Ragged schools, such as Charter Street and Sharp Street, and other institutes for abandoned, destitute and neglected children, flourished in the area:
Each winter, thousands of poor, helpless children are provided with food, clogs and clothing; and every Sunday morning during the season, hundreds of destitute men and women are served with breakfast; and we try, by God’s help and the bestowal of a word of comfort and cheer, to arouse in them a feeling of hope which may lead them to a higher and noble life.
— Ellen Casey, Christmas Appeal 1901 by Thomas Johnson

Alexis de Tocqueville, a French political thinker and historian, best known for his Democracy in America (two volumes: 1835 and 1840) and The Old Regime and the Revolution (1856), explored the effects of the rising inequalities in social conditions on the individual and the state in western societies; he visited Manchester in 1835, describing it in his work of the same year Journeys to England And Ireland.

Friedrich Engels was born in 1820 as the son of a successful German industrialist. As a young man his father sent him to England to help manage his cotton factory in Salford. Engels was shocked by the poverty in the city and began writing an account that was published as the Condition of the Working Classes in England (1844). His account, of what he labeled the "Irish town", includes a graphic description of the pauper burial ground at St. Michael's Flags. Engels later collaborated with Karl Marx, which resulted in the Communist Manifesto.

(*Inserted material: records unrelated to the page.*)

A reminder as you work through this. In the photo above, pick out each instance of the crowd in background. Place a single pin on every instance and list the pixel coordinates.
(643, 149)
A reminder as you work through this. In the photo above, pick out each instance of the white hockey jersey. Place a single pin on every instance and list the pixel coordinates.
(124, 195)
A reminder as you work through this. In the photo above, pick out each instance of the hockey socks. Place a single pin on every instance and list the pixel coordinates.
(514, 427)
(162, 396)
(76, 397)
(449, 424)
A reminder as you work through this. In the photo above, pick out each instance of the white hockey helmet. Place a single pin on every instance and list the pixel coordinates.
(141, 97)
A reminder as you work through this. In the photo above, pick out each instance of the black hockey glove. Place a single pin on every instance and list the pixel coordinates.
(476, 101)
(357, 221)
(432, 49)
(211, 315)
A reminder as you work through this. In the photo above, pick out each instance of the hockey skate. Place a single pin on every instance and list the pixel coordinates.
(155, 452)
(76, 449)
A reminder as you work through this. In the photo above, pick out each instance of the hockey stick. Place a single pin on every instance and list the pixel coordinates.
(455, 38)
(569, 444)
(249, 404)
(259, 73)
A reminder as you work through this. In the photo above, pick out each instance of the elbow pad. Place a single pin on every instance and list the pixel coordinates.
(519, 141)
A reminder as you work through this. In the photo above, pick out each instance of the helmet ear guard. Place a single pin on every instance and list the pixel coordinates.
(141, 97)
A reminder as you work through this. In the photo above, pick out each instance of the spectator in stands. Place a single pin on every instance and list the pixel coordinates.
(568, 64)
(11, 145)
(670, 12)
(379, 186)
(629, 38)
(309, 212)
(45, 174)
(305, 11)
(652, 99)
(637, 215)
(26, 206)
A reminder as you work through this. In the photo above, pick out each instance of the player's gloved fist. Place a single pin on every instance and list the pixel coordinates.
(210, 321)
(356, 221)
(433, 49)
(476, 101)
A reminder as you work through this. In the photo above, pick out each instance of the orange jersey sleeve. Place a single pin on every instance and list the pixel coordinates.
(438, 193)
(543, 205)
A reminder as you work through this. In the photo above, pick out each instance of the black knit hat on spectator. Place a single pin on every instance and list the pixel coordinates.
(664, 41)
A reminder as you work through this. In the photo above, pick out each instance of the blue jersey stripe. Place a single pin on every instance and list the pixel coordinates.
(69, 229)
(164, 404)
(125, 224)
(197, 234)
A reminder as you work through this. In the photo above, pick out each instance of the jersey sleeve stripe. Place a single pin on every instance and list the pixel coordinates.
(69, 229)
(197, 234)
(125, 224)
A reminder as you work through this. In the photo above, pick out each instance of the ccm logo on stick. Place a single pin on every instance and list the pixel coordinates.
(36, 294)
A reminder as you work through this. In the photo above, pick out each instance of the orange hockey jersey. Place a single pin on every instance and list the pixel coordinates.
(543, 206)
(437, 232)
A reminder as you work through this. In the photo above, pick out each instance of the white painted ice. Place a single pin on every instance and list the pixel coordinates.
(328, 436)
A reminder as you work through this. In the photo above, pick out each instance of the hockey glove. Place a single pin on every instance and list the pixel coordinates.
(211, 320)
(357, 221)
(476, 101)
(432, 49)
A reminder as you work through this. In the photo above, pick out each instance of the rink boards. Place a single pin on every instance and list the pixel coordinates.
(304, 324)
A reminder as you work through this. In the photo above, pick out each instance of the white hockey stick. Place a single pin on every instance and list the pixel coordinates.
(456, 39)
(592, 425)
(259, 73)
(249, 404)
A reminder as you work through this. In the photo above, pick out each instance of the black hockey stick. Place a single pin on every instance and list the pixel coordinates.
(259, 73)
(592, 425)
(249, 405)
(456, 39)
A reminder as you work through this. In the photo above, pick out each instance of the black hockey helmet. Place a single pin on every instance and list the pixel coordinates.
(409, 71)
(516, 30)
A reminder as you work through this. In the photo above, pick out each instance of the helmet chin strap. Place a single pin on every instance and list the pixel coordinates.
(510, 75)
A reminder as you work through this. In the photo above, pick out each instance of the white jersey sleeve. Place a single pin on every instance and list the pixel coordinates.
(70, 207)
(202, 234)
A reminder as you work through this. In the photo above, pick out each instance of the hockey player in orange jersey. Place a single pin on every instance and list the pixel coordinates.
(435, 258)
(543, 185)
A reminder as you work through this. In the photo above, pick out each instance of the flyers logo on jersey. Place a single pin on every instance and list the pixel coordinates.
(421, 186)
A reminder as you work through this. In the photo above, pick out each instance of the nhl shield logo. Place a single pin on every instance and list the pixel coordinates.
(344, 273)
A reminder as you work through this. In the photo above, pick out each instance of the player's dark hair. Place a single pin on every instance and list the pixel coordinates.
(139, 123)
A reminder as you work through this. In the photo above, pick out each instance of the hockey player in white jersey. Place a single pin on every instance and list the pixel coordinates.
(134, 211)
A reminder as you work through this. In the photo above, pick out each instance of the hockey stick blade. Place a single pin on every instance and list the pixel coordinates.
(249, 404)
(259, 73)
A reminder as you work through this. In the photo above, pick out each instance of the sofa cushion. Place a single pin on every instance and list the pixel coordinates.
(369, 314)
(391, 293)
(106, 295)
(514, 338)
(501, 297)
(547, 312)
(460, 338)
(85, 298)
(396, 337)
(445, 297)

The Flags became known for hosting prostitutes, street entertainers, Cock fights and bare knuckle brawls, with gathered crowds gambling on the competitions, in the second half of the 19th century. Territorial gangs, of adolescent Scuttlers, fought for the control of the neighbouring streets, while numerous pawn shops and marine stores fenced items pickpocketed or robbed by the street gangs, and beer shops offered an illicit potato derived spirit, known as poteen.

St Michael's Church, graveyard, and surrounding streets regularly featured in the paintings of L. S. Lowry.

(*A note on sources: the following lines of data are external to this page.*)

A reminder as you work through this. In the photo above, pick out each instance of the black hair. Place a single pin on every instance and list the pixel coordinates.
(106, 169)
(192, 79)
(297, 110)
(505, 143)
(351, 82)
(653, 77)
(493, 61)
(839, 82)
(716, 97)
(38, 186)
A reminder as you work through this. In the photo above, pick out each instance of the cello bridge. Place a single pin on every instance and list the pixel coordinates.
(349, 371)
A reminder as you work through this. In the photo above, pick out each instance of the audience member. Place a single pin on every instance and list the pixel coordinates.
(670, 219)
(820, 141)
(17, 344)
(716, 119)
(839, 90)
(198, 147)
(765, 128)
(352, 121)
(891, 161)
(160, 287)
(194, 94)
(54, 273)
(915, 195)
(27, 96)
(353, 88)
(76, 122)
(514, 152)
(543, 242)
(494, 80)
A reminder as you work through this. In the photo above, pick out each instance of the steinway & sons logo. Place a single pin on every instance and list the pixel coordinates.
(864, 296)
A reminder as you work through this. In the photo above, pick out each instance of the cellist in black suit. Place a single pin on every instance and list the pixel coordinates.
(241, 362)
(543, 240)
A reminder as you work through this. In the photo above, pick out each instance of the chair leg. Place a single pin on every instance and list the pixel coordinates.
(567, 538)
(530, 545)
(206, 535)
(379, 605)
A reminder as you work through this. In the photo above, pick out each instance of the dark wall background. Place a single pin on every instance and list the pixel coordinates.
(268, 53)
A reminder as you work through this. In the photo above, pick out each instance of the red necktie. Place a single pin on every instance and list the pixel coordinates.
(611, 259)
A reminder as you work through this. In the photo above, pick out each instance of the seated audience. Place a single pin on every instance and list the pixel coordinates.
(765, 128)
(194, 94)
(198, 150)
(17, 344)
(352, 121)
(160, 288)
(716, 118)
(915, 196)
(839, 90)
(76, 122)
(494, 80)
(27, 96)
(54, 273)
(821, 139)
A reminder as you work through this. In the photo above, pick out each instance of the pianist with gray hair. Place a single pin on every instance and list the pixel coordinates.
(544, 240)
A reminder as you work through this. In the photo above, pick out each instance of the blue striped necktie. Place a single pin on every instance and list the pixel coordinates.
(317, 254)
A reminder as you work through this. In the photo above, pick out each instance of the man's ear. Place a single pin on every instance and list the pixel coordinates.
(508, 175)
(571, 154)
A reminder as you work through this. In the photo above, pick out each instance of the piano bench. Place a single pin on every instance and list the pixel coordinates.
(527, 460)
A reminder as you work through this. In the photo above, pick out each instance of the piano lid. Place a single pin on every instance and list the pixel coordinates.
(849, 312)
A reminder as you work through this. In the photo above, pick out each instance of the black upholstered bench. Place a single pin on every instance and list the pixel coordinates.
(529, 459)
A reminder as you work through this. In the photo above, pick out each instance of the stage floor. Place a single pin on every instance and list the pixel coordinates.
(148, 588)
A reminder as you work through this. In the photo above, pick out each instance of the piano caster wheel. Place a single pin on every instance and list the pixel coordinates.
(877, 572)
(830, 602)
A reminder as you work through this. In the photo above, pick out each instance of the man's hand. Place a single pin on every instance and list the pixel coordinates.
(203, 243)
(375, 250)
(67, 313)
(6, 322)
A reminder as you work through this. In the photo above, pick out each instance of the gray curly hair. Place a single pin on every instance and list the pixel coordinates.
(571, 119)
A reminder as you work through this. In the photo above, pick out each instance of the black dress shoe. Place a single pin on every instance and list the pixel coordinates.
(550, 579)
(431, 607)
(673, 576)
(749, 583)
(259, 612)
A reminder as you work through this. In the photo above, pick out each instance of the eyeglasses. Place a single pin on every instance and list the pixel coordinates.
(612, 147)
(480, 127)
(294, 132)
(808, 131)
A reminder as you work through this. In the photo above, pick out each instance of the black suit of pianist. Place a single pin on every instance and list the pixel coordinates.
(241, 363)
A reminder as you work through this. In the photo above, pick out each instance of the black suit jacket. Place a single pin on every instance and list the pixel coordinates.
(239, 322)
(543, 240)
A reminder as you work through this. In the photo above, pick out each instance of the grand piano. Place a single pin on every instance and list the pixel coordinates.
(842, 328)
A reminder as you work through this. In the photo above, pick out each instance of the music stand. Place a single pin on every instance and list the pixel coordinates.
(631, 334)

St Michael's Church closed in 1930 and the site was sold on condition that the church building was demolished. Demolition was carried out in 1935. In 1940 Angel Meadow was subject to German bombing.

== Regeneration ==
Friends of Angel Meadow (FOAM) was formed in 2004 to campaign for the regeneration of the park and to research the history of the area. Over £200,000 was raised through grants and match funding, which was spent re-landscaping the park, installing street furniture including seating and bins, erecting four solar-powered street lights, an arched entrance way and planting wildflowers.

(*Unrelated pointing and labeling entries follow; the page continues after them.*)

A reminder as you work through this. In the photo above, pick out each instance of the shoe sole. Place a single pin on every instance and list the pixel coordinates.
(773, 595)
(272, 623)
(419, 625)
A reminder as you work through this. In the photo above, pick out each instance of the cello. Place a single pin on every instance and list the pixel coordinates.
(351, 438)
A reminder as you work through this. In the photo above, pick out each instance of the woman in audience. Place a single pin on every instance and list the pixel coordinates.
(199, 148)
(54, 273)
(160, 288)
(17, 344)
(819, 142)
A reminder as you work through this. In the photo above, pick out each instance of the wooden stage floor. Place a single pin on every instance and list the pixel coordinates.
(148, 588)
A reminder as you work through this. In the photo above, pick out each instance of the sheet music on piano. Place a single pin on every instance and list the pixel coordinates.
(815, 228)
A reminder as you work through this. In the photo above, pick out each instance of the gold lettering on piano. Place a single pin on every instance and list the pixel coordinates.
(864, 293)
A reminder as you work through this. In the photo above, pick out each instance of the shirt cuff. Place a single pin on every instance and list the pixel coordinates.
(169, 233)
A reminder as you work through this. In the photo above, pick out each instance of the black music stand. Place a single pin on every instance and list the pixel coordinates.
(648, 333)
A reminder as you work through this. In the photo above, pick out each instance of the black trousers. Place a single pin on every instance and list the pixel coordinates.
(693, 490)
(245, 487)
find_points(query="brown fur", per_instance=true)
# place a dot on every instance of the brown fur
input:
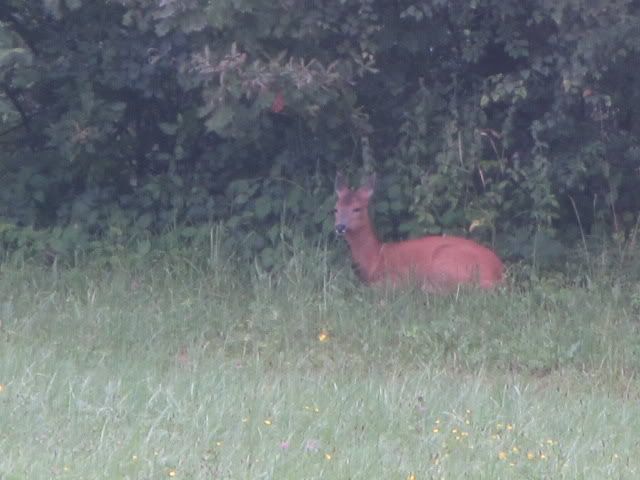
(438, 263)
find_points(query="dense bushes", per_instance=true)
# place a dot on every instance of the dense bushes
(132, 117)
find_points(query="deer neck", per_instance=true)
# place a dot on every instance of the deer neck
(365, 251)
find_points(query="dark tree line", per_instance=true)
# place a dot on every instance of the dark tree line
(125, 118)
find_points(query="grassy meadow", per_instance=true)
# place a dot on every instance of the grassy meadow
(181, 366)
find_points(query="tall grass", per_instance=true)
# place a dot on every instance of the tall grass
(183, 365)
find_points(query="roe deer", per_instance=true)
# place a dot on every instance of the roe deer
(438, 264)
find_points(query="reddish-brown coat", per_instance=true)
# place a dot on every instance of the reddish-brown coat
(438, 263)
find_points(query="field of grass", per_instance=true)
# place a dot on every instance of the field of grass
(172, 368)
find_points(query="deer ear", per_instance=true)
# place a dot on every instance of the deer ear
(341, 183)
(369, 184)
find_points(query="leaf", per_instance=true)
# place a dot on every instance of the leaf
(220, 120)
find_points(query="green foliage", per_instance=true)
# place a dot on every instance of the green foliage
(136, 117)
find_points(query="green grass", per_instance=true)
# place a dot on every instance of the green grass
(177, 367)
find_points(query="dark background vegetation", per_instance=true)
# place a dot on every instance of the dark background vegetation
(124, 119)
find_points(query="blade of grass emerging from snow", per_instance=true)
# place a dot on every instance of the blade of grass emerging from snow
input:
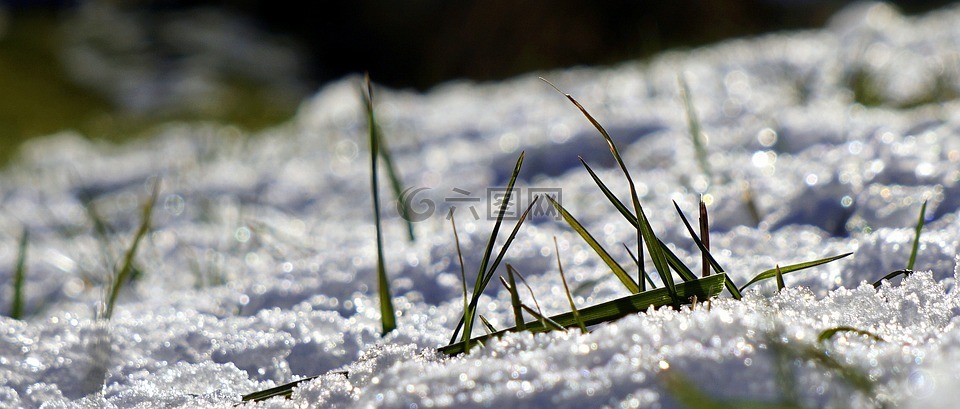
(566, 289)
(123, 274)
(595, 245)
(19, 276)
(514, 299)
(916, 239)
(703, 289)
(387, 317)
(791, 268)
(384, 152)
(644, 230)
(693, 123)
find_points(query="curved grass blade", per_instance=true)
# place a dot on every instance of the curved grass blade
(395, 183)
(916, 239)
(592, 242)
(703, 289)
(123, 275)
(566, 289)
(644, 230)
(791, 268)
(905, 273)
(826, 334)
(387, 316)
(700, 244)
(19, 276)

A Local Heritage Grant of £24,000 paid for six history boards and the publication of an information booklet.

In the spring of 2006, the park hosted the BBC and Manchester Leisure's Springwatch Festival of Nature. Since 2006 it has attained Green Flag Award status, the national award for green spaces in England and Wales.

On 1 May 2010, the park was used as a location by artist Spencer Tunick for his installation Everyday People, part of The Lowry's 10th Anniversary celebration.

Oxford Archaeology carried out excavations around the park in 2009, 2012 and 2019, revealing the basements of homes and business in the area from the 1800s.

The Royal Geographical Society Discovering Britain series of walks: Slums, Squalor and Salvation guides people around the park and wider neighbourhood.

In August 2012, BBC television broadcast scenes of the area as part of Michael Wood's The Great British Story: A People's History (Episode 8 Industry & Empire).

A second phase of funding for the park has been secured and work should be completed by early summer 2014. This work will include repairing the Aspin Lane wall and opening up the steps into the park, often referred to as the Lowry Steps (as L S Lowry depicted them in several of his works).

The Co-operative Group is also funding a significant programme of work in 2015 to rebuild the front entrance and improve the whole park overall. This is being funded from the grant given to The Co-operative from the European Regional Development Fund to create the NOMA district of Manchester city centre.